Install Tesseract OCR on Linux

28/12/2020
Chưa phân loại

Tesseract: A free OCR solution

Introduction

Tessereact is considered one of the best OCR solutions available. Since 2006 it is sponsored by Google, previously it was developed by Hewlett Packard in C and C++ between 1985 and 1998.   The system is capable to identify even handwriting, it can learn increasing it’s accuracy, and is among the most developed and complete in the market.

It easily beats commercial competitors like ABBY, if you are looking for a serious solution for OCR, Tesseract is the most accurate one, but don’t expect for massive solutions: it uses a core per process, which means a 8 core processor (hyperthreading accepted) will be able to process 8 or 16 images simultaneously.

When I used Tesseract we managed thousands of potential customers uploading handwritten content, images with text, etc. We used 48 core servers, with DatabaseByDesign and then with AWS, we never had a resources problem.

We had an uploader which discriminated between text files like Microsoft Office or Open Office files and images or scanned documents. The uploader determined whatever the OCR or PHP scripts would process an order, in the field of text recognition.

Tesseact is a great solution, but before thinking about it you must know, last Tesseract’s versions brought big improvements, some of them mean hard work. While training could last for hours or days, recent Tesserct’s versions training may be of days, weeks, or even months if you are looking for a multilingual OCR solution.


Installing Tesseract 4 on Debian / Ubuntu:

apt-get install tesseract-ocr

If you are using a different Linux distribution, you’ll need to copy the last github repository version and copy the .traineddata file into ‘tessdata’ (/usr/share/tesseract-ocr/tessdata or /usr/share/tessdata).

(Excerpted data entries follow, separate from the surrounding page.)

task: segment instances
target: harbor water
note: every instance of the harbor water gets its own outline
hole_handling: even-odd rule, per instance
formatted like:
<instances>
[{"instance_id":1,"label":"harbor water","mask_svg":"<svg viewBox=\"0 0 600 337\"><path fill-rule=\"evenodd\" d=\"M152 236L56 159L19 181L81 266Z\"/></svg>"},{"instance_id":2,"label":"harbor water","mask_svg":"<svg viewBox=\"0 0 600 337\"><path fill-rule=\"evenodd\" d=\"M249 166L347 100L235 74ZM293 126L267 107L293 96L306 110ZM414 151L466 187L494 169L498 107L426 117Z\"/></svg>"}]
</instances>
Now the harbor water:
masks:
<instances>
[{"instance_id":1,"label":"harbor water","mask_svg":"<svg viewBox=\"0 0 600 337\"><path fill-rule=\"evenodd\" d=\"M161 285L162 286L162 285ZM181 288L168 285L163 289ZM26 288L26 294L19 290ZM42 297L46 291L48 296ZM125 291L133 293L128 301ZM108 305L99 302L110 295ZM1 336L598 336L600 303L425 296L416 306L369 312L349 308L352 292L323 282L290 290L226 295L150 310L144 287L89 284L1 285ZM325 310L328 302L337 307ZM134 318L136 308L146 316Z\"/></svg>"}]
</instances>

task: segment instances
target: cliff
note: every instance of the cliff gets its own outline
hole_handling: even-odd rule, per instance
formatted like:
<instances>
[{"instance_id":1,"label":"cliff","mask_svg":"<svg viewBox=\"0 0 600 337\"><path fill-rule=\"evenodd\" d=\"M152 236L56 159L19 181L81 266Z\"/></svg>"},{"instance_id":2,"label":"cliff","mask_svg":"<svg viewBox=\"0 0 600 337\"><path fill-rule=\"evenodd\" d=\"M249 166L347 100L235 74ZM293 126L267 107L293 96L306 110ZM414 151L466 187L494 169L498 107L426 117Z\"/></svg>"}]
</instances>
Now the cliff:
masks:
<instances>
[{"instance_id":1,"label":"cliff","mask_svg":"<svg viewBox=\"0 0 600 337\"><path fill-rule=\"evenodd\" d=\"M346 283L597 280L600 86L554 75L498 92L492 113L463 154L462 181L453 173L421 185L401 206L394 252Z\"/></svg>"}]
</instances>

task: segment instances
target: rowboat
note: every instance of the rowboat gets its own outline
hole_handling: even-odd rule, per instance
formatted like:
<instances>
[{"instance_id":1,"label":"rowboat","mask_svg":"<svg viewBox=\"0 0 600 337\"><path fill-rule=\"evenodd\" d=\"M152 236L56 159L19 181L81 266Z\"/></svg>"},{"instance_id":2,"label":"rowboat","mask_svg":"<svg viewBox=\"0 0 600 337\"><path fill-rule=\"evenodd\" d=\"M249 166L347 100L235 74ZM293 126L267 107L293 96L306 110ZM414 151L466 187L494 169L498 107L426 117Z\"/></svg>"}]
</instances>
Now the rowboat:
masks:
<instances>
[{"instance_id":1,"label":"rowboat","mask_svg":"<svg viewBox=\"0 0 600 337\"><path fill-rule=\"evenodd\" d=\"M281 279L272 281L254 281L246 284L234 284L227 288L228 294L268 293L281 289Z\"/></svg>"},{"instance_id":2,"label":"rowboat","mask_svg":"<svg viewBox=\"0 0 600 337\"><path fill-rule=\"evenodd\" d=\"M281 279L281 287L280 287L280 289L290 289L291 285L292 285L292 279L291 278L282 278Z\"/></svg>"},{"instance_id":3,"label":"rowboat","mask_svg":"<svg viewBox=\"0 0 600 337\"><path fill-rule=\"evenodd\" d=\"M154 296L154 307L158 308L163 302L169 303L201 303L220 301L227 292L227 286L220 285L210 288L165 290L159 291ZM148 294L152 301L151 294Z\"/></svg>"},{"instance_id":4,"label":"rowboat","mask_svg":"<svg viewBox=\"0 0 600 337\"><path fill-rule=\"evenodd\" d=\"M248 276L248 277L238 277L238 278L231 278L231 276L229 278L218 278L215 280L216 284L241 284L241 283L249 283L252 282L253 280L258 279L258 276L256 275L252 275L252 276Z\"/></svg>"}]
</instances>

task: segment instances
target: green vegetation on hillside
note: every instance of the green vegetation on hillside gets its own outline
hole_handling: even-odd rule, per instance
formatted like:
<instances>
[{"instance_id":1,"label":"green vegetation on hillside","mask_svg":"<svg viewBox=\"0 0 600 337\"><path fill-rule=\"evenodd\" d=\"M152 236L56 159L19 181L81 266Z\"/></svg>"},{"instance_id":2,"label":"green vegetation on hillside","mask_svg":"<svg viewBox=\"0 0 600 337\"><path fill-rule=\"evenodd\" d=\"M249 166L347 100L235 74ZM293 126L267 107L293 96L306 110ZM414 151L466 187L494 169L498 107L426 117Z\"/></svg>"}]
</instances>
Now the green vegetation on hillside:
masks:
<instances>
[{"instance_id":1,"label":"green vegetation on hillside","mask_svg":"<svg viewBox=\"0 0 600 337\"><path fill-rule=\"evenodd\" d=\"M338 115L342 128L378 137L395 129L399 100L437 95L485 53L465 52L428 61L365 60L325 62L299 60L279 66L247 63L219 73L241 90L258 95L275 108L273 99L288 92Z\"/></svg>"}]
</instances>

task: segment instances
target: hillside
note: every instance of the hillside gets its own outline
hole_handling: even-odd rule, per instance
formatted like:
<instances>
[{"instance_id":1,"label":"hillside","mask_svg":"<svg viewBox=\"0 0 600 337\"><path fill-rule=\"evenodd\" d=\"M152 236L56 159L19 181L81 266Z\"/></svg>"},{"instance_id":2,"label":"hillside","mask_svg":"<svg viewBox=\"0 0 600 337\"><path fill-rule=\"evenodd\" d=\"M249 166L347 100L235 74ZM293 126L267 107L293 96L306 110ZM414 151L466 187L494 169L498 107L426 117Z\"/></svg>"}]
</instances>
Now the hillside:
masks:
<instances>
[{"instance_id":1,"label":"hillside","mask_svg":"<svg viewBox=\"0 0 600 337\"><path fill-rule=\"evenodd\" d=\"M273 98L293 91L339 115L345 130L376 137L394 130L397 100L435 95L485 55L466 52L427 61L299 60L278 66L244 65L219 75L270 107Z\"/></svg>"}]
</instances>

By default Tesseract will install the English language pack, to install additional languages run

apt-get install tesseract-ocr-LANG

for example, to add Hebrew:

apt-get install tesseract-ocr-heb

You can include all languages by running:

apt-get install tesseract-ocr-all

In order for Tesseract to work properly, we will need to use the command “convert”  (convert between image formats as well as resize an image, blur, crop, despeckle, dither, draw on, flip, join, re-sample, and much more) provided by Imagemagick:

Lets install imagemagick with apt-get:

apt-get install imagemagick

Now let’s test Tesseract, find an image containing text and run:

tesseract [image_name] [output file_name]

If installed properly, Tesseract will extract the text from the image.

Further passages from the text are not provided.